# Business Cards, is it P.E. or PE?



## jstandfest (Sep 19, 2006)

What is the proper format for business cards. Is with the periods or no periods at all, "P.E." or "PE"

Thanks for the prompt feedback.


----------



## redrum (Sep 19, 2006)

I just scanned through my stack of business cards, it seems to be a pretty even split..

not on my card though 

I like P.E. myself...


----------



## EdinNO (Sep 19, 2006)

Mine says "P.E".

This topic came up before- possible on "the other board"'s site. I think the best answer I heard was that either would work but "P.E." was more traditional and "PE" more contemporary.

Ed


----------



## RIP - VTEnviro (Sep 19, 2006)

"P.E." is what it says on mine.

It also doubles as "plotter engineer" when I have to fix our archaic contraption. Our CAD guy is a great drafter, but not too swift when it comes to fixin' stuff.


----------



## TouchDown (Sep 19, 2006)

Back around test time, someone had said that it's the (PE) exam...

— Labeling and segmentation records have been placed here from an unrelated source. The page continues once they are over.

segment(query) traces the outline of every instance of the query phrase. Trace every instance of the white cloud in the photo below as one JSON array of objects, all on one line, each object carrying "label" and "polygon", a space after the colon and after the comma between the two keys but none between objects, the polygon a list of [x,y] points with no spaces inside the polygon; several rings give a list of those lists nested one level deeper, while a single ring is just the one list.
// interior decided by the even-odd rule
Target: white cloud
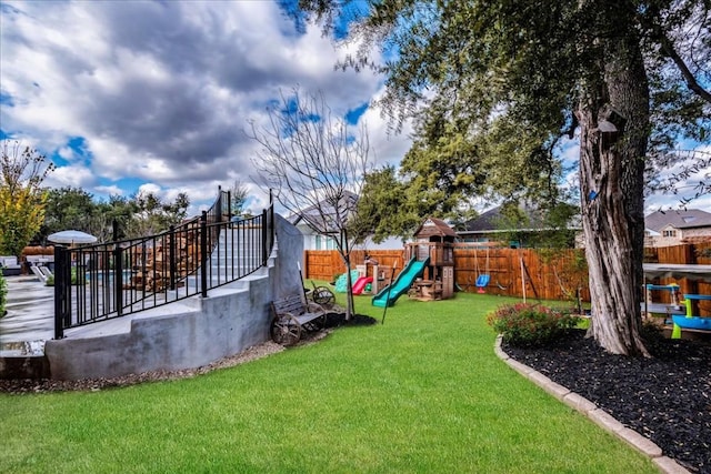
[{"label": "white cloud", "polygon": [[[226,177],[250,181],[248,120],[300,87],[336,113],[369,102],[380,78],[334,71],[357,46],[334,48],[318,28],[298,34],[276,2],[6,2],[2,130],[70,162],[49,180],[130,195],[213,200]],[[68,147],[82,138],[86,154]],[[378,155],[392,139],[371,135]],[[400,152],[394,154],[401,154]],[[78,163],[87,163],[77,168]],[[74,164],[72,164],[74,163]],[[120,191],[120,192],[118,192]],[[267,202],[258,189],[253,201]]]}]

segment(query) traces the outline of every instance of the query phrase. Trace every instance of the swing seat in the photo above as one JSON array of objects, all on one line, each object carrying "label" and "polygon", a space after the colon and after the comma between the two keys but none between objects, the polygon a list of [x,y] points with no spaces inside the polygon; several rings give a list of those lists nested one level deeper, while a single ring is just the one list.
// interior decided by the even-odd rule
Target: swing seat
[{"label": "swing seat", "polygon": [[479,288],[479,293],[484,292],[484,286],[489,284],[489,280],[491,280],[491,275],[481,274],[477,278],[477,288]]}]

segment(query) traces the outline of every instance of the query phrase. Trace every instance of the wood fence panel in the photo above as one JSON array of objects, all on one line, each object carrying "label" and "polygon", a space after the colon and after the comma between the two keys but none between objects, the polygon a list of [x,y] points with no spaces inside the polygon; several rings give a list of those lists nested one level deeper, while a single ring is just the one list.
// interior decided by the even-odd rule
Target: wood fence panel
[{"label": "wood fence panel", "polygon": [[[404,249],[402,250],[372,250],[368,252],[370,258],[378,262],[381,270],[392,269],[397,265],[395,275],[404,266]],[[351,252],[351,268],[362,265],[365,262],[365,252],[354,250]],[[369,265],[369,273],[372,266]],[[338,275],[346,273],[343,259],[336,250],[307,250],[303,252],[303,278],[309,280],[333,281]],[[372,276],[372,274],[371,274]],[[388,274],[390,276],[390,274]]]},{"label": "wood fence panel", "polygon": [[[711,249],[711,243],[677,245],[671,248],[645,249],[644,261],[659,263],[711,264],[711,256],[700,256],[699,252]],[[381,268],[397,265],[395,275],[407,263],[403,250],[372,250],[372,259]],[[364,261],[363,251],[351,255],[353,269]],[[304,278],[332,281],[334,275],[346,271],[337,251],[306,251]],[[369,272],[371,272],[369,266]],[[582,301],[590,301],[588,266],[584,252],[580,249],[547,251],[532,249],[482,249],[477,244],[454,244],[454,282],[460,291],[475,292],[477,279],[490,275],[487,293],[522,297],[525,292],[530,300],[575,301],[580,291]],[[687,279],[655,279],[648,283],[680,285],[682,293],[711,294],[711,283],[693,282]],[[667,302],[660,293],[659,301]],[[658,301],[657,299],[654,301]],[[707,307],[707,305],[709,307]],[[711,302],[703,302],[702,314],[711,315]]]}]

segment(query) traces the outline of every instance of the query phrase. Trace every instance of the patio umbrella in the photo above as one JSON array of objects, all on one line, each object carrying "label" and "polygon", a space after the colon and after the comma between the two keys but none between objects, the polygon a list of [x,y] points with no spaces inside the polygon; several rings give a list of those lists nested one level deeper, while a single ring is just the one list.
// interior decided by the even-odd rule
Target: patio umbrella
[{"label": "patio umbrella", "polygon": [[81,231],[61,231],[48,235],[47,240],[54,243],[68,243],[73,245],[76,243],[94,243],[97,238]]}]

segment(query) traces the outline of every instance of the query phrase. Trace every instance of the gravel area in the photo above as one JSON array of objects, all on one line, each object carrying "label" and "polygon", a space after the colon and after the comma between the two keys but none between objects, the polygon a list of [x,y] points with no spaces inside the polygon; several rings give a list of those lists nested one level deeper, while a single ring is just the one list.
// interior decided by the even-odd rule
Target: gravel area
[{"label": "gravel area", "polygon": [[711,343],[647,337],[652,357],[603,351],[572,330],[542,349],[501,349],[653,441],[693,473],[711,473]]},{"label": "gravel area", "polygon": [[[377,321],[370,316],[356,314],[350,322],[346,321],[346,315],[342,313],[329,313],[326,322],[326,329],[319,332],[304,333],[298,344],[292,347],[313,344],[317,341],[326,337],[334,329],[343,325],[368,325],[374,324]],[[136,385],[144,382],[157,382],[177,379],[193,377],[197,375],[206,374],[218,369],[231,367],[234,365],[243,364],[246,362],[253,361],[256,359],[266,357],[277,352],[284,351],[286,347],[274,342],[268,341],[263,344],[254,345],[246,351],[216,361],[209,365],[204,365],[198,369],[188,369],[182,371],[156,371],[146,372],[141,374],[129,374],[120,377],[111,379],[84,379],[79,381],[56,381],[50,379],[23,379],[23,380],[0,380],[0,393],[10,394],[26,394],[26,393],[42,393],[42,392],[62,392],[62,391],[93,391],[98,392],[104,389]]]}]

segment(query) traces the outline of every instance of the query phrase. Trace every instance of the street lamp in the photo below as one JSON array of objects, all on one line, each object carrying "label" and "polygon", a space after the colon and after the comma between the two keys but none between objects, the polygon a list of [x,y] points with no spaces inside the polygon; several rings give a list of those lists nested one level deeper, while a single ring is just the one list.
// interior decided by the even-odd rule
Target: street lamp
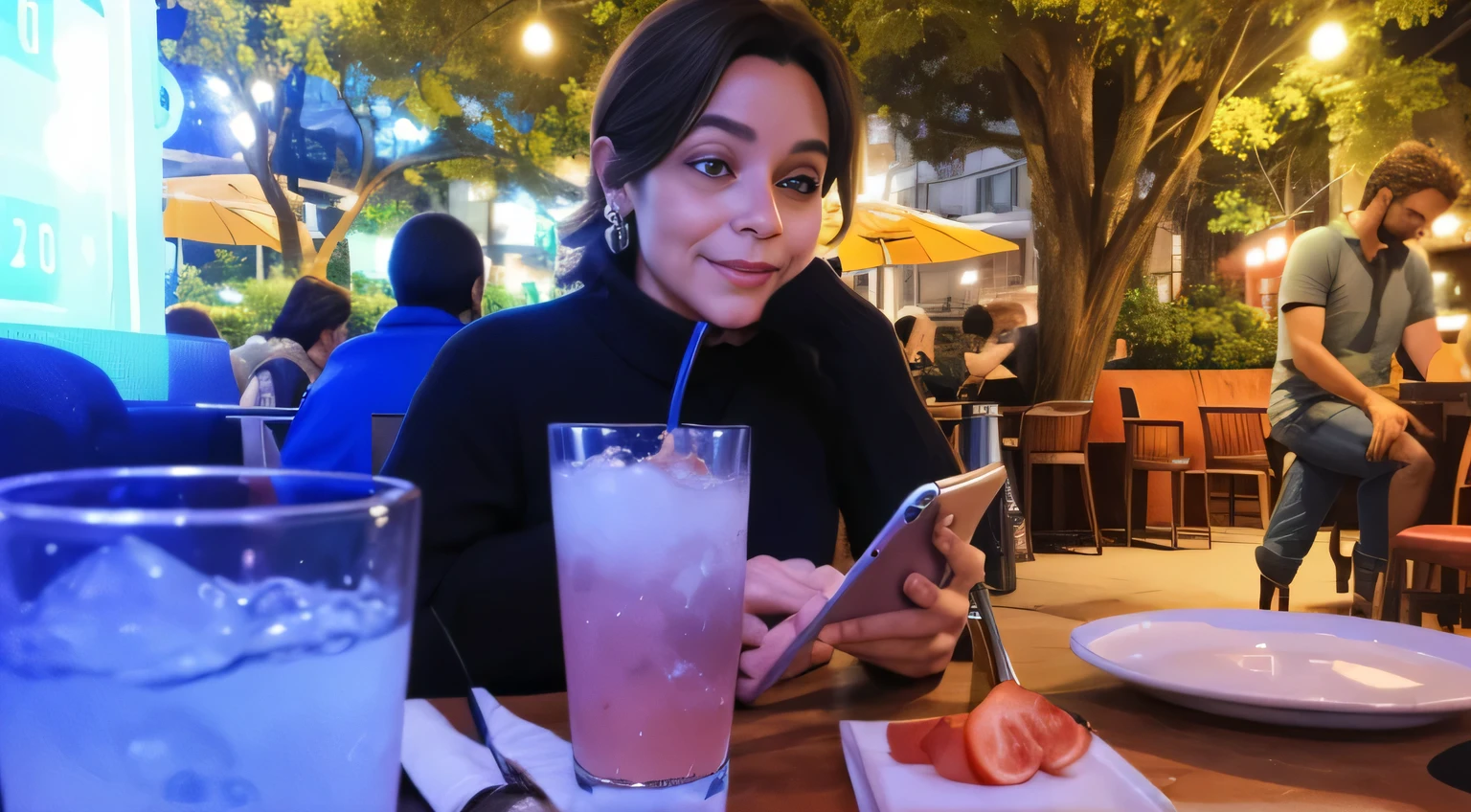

But, once you pass you are a (P.E.) with periods. Don't think it matters a whole lot, everyone will recognize what it is.


----------



## petergibbons (Sep 20, 2006)

I think P.E. stands out better myself. When I passed, I referred to myself as an official P-dot E-dot.


----------



## HERO (Nov 1, 2006)

Always use "P.E." Never use "PE."

i.e.:

Mark A. Hero, P.E.

Mechanical Engineer


----------



## RIP - VTEnviro (Nov 1, 2006)

yeah those periods add a touch of distinction.


----------



## structuralrik (Nov 1, 2006)

"P.E." on mine.

I think it looks better on the card and most of the cards I have here use that format as well.


----------



## Owism (May 25, 2017)

What about "P.Engr."  ?

PE reminds me of Physical Education teachers


----------



## ptatohed (May 25, 2017)

Dude, really?  An 11 year old thread?

Moving...

Oh and, in he U.S., it is PE (or P.E. if you must).  P.Eng. is used in Canada.  There is no P.Engr.  Though less common, some people use RE (registered engineer).


----------